Search is the most common method used today to locate
information, present it and interact with complex data sets. Search has brought access to large, complex
data sets to the masses; enabling people to locate information that previously
would have been difficult or impossible to find. In the context of Big Data, we hear search
mentioned a lot. It can be referenced in
one of two ways:
- Search as an interface – Search as an interface allows people to use a single entry point to reference complex data sets, the components that make them up and the relationships between pieces of data. Search provides the front user interface to a dataset that is analyzed and manipulated by other tools.
- Search as product – Search as a product is the packaged components need to index data from a variety of sources and present the results through a search interface. Search as an interface commonly allows for key word searches as well as phrases.

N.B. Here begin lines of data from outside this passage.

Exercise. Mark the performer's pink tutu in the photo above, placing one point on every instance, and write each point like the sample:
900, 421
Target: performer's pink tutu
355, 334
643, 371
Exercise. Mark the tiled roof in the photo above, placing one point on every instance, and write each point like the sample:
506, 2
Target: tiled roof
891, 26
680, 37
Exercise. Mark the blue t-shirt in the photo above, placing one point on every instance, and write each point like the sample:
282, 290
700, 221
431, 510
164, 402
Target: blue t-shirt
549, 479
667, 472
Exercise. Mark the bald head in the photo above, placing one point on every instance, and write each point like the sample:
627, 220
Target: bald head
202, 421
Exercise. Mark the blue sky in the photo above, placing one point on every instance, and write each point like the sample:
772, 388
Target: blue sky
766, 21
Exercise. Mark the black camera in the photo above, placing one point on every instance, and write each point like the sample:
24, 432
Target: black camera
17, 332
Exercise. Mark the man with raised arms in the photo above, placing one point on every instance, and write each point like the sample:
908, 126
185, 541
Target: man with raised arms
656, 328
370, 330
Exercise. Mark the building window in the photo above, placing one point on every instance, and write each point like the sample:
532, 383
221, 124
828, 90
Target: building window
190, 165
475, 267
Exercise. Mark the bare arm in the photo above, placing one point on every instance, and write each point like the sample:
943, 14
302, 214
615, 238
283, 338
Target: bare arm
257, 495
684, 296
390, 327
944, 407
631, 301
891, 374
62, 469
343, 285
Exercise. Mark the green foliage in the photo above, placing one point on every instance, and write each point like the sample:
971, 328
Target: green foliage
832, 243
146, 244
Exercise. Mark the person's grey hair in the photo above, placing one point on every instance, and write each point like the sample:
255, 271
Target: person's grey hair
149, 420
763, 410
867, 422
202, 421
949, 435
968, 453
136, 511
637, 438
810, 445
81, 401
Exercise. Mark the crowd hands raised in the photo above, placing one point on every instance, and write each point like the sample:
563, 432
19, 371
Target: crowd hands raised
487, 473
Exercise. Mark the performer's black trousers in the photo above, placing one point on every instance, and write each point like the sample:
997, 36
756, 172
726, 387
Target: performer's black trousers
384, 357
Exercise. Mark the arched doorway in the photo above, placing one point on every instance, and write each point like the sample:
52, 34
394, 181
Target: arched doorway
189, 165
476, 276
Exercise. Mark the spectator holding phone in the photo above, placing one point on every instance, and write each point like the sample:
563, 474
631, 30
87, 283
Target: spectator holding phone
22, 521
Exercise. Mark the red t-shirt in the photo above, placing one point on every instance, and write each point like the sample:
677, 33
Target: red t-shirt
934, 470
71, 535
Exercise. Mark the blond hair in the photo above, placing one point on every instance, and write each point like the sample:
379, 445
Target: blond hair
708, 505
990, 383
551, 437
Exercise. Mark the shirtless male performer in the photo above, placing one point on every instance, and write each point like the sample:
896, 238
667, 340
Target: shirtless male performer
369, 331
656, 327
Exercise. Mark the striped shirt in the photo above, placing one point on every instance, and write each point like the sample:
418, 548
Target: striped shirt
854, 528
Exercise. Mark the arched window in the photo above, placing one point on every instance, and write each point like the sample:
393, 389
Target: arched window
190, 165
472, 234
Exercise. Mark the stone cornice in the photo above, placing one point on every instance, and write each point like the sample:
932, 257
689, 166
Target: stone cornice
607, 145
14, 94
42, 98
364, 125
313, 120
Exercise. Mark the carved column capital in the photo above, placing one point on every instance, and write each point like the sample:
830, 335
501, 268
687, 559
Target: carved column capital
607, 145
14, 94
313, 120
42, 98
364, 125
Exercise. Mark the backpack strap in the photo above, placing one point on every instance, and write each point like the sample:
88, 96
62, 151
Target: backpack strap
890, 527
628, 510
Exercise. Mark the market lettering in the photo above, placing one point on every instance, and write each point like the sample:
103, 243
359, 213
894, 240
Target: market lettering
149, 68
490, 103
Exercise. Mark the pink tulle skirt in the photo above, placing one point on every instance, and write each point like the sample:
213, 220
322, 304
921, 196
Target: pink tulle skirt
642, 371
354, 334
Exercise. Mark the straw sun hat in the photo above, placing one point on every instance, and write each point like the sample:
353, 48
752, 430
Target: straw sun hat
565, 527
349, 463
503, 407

Search can provide a powerful interface to locate data and
present it, but the search engine still needs the data presented to it in an
organized fashion. This is where additional
analytical tools come in and enable rich, more powerful search results to be
provided.
Companies like IBM, HP, and Microsoft have long provided search
as a product, these tools bring in data sets, index it and enable folks to
search for key words or phrases. In July
2013, Cloudera also announced this capability on top of Hadoop. The announcement from Cloudera was their inclusion
of SolrCloud on top of Hadoop to create highly scalable search indexes. This search capability allows customers to
locate information quickly, but the customer must know what they are looking
for.
Kitenga enables a richer search experience though its
ability to extract entities from unstructured data, analyze the data from that
extraction process, presenting not only key word results, but relationships and
contextual meaning for the data that was analyzed. Kitenga leverages search as an interface to
access these complex data sets and the relationships derived from them. Kitenga enables an end to end analytical pipeline
of data analysis, relationship identification, and presentation of the results
through search.